全国に存在する寿司屋の店名には、「寿司」「鮨」「鮓」の3つの漢字が使われている。これらの漢字は使われている地域に特徴がある。
「鮓」の漢字が多く使われるのは大阪である。もともと「鮓」という漢字は発酵した魚を指す字で、8世紀ごろ大阪に伝わった「なれずし」を指して使われた事が由来とされている。現在の寿司は酢飯を用いるが、なれずしは乳酸発酵により酸味を生じさせるもので、これが本来のスシの形態である。
「鮨」の漢字が多く使われるのは東京である。江戸時代になれずしとは違う、江戸で生まれた江戸前の「握りずし」を指して使われた事が由来とされている。握りずしは1829年(文政12年)が文献的初出である。握りずしが誕生すると、たちまち江戸っ子にもてはやされて市中にあふれ、江戸のみならず文政の末には関西にも「江戸鮓」を売る店ができた。

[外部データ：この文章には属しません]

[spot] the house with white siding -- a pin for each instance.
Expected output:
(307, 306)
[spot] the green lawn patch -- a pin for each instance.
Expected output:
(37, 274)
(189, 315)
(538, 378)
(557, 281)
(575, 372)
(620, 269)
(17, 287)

「寿司」の漢字が多く使われるのは京都である。かつて京都ではスシを献上品として朝廷に納めており、「めでたい」という事でこの当て字が使われたとされている。「ことぶきをつかさどる」と書く寿司は縁起がよいもの、祝いの席で食べるものという意味がある。
これら3つの漢字以外にも「すし」と平仮名で表記する事もある。この平仮名はかつて使わざるを得ない状況があり、苦肉の策で生まれた。それは寿司店組合の名称に使われる「スシ」の漢字が都道府県によってバラバラだった事である。
全国で寿司の協会のような組織を作ろうとした時、漢字がバラバラで一つの漢字にする事ができなかった。そこで、平仮名が使われ、「全国すし商生活衛生同業組合連合会」(全国すし連)という全国組織が設立された。みんなが納得する事もあり、平仮名表記の「すし」も使われており、店名としては株式会社喜代村の「すしざんまい」が有名である。